Y no es que Jesús no quiera que se conviertan con su predicación. Su palabra es una llamada a la conversión. Ha venido precisamente para eso: para que se conviertan y puedan obtener el perdón. Nos lo decía días atrás: No he venido a llamar a los justos, sino a los pecadores, a que se conviertan. Luego él quiere la conversión de todos aquellos a quienes dirige su palabra. Pero si cita al profeta es para acreditar el cumplimiento de su profecía, dado que habrá muchos que mirarán y no verán, oirán parábolas, pero no entenderán; y no porque no reciban las debidas explicaciones, sino porque no muestran disposición para recibirlas, porque se quedan en cierto modo fuera, en lo más externo de la narración, en la superficie de la imagen parabólica. Los discípulos más próximos, al parecer, sí muestran interés por entender. Por eso Jesús, aunque les reprocha su falta de perspicacia, se toma su tiempo para explicarles los detalles y los secretos de la misma: El sembrador siembra la Palabra. Luego el oficio de este sembrador no es otro que la predicación. Él mismo es el protagonista de la parábola, él es el sembrador de la Palabra.

El destino de esta siembra es muy diverso, como diversos son los destinatarios de la Palabra. Unos están representados por el borde del camino, terreno en el que no cala la siembra: escuchan la palabra, pero ésta no entra ni en su mente (para ser entendida) ni en su corazón (para ser sentida); queda de tal manera fuera que cualquiera que pase puede llevársela para hacer de ella el uso que quiera. Otros reciben la simiente como terreno pedregoso, sin apenas tierra donde enraizar: escuchan la palabra, la acogen con alegría –hay, por tanto, buena receptividad-, pero, dado que no tienen raíces y son inconstantes –es un terreno sin suficiente hondura o profundidad-, ante la más mínima dificultad o persecución sucumben, como sucumbe a una corta, aunque severa, sequía una planta tierna y poco enraizada. Otros reciben la simiente entre zarzas. Se trata de aquellos que escuchan la palabra de Dios, pero los afanes de la vida, la seducción de las riquezas y el deseo de todo lo demás –tales son las zarzas invasoras- los invaden, ahogan la Palabra y se queda estéril. Aquí hay acogida y enraizamiento; pero esto no basta; hay que eliminar las zarzas de la vida para impedir que acaben estrangulando la planta ya nacida. ¡Cuántos afanes, seducciones y deseos impiden el desarrollo de esas plantas nacidas de la palabra y llamadas a dar abundante fruto! Sólo los que son tierra buena y preparada –o labrada-, porque escuchan la Palabra, la aceptan y la permiten madurar, dan cosecha, unos más (el sesenta o el ciento por uno) y otros menos (el treinta), en razón de su bondad (cualidad) y de su labranza (estado idóneo para la producción).

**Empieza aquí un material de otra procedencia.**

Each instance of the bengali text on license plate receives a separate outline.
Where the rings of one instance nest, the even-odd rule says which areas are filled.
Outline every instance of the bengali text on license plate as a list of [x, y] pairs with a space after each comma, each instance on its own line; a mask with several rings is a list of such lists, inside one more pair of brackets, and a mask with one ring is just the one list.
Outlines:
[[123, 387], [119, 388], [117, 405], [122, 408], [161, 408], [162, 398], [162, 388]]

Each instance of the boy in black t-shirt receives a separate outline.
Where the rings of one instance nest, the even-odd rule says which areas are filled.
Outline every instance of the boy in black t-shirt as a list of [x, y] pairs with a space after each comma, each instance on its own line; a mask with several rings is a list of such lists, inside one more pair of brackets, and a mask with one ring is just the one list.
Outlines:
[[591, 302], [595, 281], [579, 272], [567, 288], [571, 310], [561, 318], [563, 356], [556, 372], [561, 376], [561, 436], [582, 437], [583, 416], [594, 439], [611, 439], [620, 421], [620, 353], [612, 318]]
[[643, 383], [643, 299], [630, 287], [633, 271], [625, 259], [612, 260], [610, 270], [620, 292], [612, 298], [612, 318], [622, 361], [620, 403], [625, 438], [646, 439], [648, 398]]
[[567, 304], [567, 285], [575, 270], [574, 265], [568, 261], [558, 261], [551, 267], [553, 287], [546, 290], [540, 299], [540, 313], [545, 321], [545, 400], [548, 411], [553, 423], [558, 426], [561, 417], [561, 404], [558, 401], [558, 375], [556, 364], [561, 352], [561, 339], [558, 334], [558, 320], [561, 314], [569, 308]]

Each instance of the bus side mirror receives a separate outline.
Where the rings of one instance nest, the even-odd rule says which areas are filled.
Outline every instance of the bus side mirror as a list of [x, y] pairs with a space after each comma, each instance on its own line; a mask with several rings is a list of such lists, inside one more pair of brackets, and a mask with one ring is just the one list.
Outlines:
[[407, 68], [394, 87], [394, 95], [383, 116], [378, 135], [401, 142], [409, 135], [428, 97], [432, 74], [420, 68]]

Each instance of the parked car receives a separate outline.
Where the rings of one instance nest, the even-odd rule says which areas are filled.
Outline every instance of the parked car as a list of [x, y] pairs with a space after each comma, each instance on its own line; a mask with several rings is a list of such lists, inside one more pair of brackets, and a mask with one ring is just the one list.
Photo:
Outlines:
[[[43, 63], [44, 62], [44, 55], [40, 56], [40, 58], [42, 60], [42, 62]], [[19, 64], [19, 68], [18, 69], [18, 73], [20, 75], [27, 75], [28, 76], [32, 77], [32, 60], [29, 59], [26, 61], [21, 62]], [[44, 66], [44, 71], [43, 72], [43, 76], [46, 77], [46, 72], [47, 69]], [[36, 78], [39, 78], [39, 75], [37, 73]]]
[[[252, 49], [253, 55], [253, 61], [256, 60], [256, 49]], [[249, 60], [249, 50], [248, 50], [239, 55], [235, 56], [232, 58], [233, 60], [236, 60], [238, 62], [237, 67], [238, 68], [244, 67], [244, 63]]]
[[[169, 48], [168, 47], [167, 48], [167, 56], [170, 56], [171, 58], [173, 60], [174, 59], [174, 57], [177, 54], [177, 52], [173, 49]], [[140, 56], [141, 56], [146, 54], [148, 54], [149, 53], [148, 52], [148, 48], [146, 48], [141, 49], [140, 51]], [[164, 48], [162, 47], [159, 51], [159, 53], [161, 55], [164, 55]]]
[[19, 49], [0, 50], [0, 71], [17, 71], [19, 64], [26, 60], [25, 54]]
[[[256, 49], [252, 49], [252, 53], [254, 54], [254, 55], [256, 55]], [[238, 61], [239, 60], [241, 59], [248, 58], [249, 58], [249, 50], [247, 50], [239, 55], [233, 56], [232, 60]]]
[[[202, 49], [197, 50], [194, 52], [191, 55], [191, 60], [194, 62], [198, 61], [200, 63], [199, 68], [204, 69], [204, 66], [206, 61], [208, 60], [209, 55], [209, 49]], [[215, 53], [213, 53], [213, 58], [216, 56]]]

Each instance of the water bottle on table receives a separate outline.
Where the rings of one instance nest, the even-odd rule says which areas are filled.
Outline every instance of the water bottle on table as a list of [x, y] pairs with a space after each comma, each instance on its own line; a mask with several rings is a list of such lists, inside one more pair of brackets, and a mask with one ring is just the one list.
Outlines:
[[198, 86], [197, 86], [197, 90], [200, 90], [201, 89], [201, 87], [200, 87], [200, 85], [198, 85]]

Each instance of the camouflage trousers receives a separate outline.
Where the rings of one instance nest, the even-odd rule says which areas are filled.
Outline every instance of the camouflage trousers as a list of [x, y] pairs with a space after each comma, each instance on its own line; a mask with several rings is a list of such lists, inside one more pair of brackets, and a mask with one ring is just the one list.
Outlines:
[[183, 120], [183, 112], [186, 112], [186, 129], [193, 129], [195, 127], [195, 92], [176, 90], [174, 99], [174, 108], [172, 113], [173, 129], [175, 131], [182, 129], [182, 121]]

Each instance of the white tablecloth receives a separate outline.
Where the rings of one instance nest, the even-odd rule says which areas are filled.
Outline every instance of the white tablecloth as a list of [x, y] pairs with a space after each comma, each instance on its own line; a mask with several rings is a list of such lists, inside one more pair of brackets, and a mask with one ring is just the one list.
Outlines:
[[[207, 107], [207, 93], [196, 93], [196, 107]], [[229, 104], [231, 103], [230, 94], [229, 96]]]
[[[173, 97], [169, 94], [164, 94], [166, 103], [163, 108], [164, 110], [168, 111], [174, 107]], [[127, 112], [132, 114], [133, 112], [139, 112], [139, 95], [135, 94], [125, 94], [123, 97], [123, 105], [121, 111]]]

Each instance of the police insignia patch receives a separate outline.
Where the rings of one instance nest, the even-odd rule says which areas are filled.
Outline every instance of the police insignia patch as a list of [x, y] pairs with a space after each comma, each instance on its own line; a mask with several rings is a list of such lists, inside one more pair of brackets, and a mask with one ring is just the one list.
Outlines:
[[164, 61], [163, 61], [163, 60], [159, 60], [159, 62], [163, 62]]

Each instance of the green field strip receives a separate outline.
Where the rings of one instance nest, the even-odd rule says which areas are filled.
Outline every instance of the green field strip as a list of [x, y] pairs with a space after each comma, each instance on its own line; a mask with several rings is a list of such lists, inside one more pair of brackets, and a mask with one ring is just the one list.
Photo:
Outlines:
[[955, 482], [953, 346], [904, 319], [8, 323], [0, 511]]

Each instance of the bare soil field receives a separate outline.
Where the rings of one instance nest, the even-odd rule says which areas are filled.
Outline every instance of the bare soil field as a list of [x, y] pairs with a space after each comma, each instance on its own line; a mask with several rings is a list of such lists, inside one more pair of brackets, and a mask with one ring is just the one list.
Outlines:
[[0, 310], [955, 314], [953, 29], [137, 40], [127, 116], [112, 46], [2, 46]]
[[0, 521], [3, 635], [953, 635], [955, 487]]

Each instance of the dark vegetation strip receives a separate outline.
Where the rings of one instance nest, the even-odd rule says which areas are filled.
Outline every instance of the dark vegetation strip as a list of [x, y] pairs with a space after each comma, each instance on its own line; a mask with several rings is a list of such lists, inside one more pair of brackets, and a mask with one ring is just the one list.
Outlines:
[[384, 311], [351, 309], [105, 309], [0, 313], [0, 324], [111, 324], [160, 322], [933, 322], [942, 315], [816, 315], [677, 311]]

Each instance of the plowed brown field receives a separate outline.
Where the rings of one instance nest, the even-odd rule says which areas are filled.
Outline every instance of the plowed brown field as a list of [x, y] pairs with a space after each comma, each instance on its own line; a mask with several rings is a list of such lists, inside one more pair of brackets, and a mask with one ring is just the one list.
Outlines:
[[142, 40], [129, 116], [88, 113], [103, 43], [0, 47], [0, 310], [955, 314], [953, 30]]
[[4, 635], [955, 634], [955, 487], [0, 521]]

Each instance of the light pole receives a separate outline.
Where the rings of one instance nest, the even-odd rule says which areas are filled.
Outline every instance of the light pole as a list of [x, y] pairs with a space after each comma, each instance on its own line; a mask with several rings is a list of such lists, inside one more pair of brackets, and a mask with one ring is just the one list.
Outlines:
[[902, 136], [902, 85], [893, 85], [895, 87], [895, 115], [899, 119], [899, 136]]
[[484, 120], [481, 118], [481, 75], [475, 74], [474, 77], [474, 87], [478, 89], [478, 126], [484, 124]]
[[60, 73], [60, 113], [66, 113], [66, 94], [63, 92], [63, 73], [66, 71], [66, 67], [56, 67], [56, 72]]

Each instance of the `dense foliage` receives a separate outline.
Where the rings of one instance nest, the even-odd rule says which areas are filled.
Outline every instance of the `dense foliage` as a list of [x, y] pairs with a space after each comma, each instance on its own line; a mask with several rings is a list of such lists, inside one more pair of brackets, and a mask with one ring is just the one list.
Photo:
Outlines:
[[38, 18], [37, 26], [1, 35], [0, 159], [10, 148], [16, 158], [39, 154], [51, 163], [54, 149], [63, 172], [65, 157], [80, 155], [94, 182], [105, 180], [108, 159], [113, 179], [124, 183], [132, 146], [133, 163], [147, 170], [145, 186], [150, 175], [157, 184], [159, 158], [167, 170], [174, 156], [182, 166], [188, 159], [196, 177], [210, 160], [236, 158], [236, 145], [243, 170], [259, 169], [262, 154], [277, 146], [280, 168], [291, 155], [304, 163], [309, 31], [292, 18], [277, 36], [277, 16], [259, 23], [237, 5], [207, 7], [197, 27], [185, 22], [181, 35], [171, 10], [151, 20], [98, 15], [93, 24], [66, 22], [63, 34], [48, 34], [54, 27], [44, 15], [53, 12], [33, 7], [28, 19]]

La cosecha se hace depender no de la semilla, que es la misma, aunque pueda llegar a través de manos más o menos expertas, sino del terreno en el que cae, de mejor o peor cualidad y en mejor o peor estado o disposición. La disposición cuenta mucho en este negocio, porque la cualidad de la tierra, en cuanto salida de las manos de Dios, hemos de considerarla buena por naturaleza o idónea para la siembra. Somos creación de Dios. La naturaleza de que hemos sido dotados es adecuada para recibir la palabra de Dios. Si ésta no es acogida será porque se ha producido una distorsión o disfunción que lo impide; es porque algo extraño a sí misma la ha endurecido u obstruido; es porque se ha introducido en ella una alteración que deforma, ciega o endurece, y obstaculiza la siembra o el crecimiento de la semilla ya sembrada. Pero ¿qué puede haber más connatural con nuestra naturaleza que el mismo Dios –y su palabra- a cuya imagen hemos sido hechos? ¿Y qué puede haber más satisfactorio para la tierra que producir los buenos frutos que se han sembrado en ella? Empeñémonos en ser tierra buena o bien dispuesta y podremos disfrutar con los frutos de una buena cosecha.